When those ministers did that, they lost track of how God worked, of how God amazed and astounded, proclaiming through those who were, really, one of the people. The Hebrews, and ultimately the Egyptians, saw God more clearly precisely because Moses didn’t look like much. The folks in Capernaum were astounded precisely because Jesus didn’t look like much. It was when people heard and saw God in folks just like them, heard and saw God all the more clearly because the messengers weren’t themselves a distraction, that the people realized the amazing, astounding power of God. Ministers who do harm do so, time after time, because they come to see themselves as having solely their own authority, rather than letting God’s authority speak through them.

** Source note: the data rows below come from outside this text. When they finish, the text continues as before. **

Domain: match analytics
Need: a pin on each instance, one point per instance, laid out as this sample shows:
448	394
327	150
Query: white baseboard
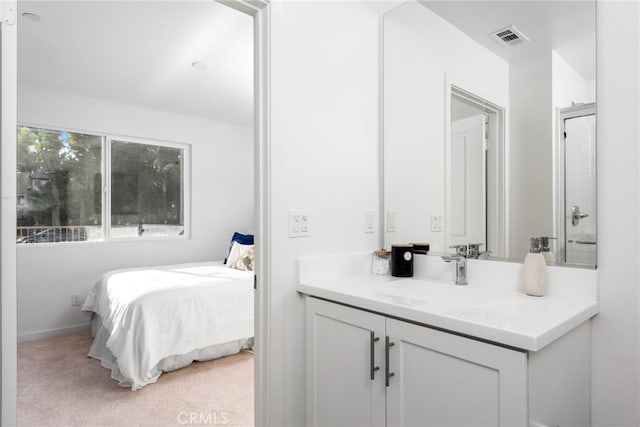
50	333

Which brings me to the bedside. I think this speaks particularly to the vocation we have as chaplains. We work in an environment where, all too often, we feel little authority. Certainly, we don’t have the authority that comes to those who can quote lab values and parse differential diagnoses, not to mention generate revenue. We rarely even have the authority that can be attributed when we speak to someone from our own faith community. But, if we’re clear about where our authority lies, that’s to our advantage. For those we serve each of us can become the one like them, one from among their own people, who can reflect and relay the love and power of God. And the love and power of God can continue to amaze and astound and convict, not because we’re special but precisely because we’re not. We can enter into relationship with another, and allow God to shine through despite the fact – indeed, because of the fact – that we’re not a distraction, not special and set apart.
Jesus went to teach in Capernaum, and they were astounded at his teaching – they were astounded at him, teaching – because he spoke has one having God’s authority. When we allow God’s authority to speak through us, we, too, can share with those we serve in experiencing again the amazing, astounding, convicting love and power of God.